By three o'clock Maxton was sitting in the front of Lawrence's big, rented Cadillac and they were driving to the Palais Poliakoff. The first thing Lawrence had said was that they must change the name. Maxton agreed. But he would think of some way to resist it later.

“Well,” Steven asked her. “What do you think, sweetheart? Do you like it?”

He wanted her to be enthusiastic; he wanted her to see the plaster freshly gilded, the rotten floors carpeted, the wrecked chandeliers sparkling and restored to their old glory. He held her hand and asked her to support him, and she did.
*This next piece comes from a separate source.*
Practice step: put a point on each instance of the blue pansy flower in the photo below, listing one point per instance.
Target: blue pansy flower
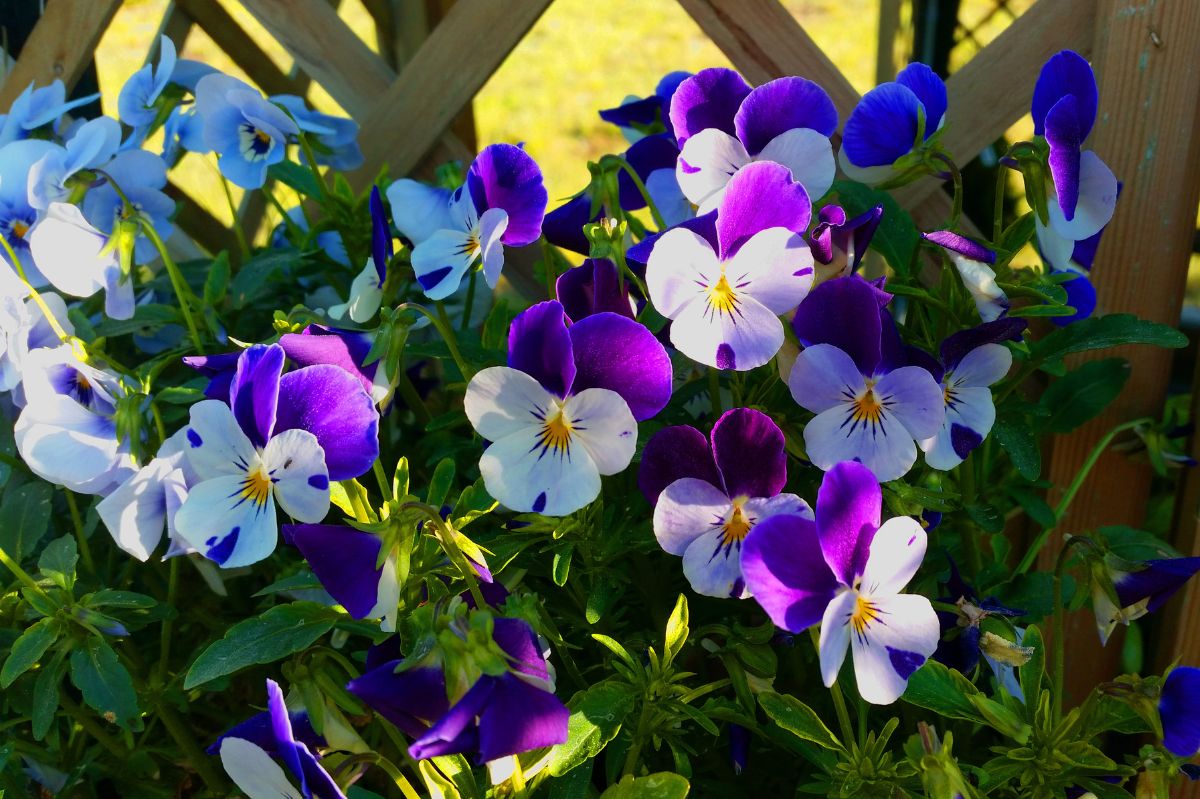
(887, 121)
(246, 131)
Not because she could share his vision of the future, but because she loved him too much to cast a doubt. To Angela it was a huge, run-down white elephant that would cost millions.

But she held tightly to his hand and said, “You'll make it wonderful.”

“And you'll help me?” he demanded. “You'll go every step of the way with me, Angelina? I'll need you. I'll need you to take care of the decorating, and the grounds—we'll make the grounds a feature. There's a terrace right on the sea. I'm going to rebuild that, have it lit at night.”

Maxton had opened the shutters. They had walked up the great staircase and opened double doors onto a series of huge reception rooms with superb plasterwork ceilings and majestic marble fireplaces. The chill sunshine streamed in through cracked window glass, and Steven stood with Angela beside him, visualizing how it would look.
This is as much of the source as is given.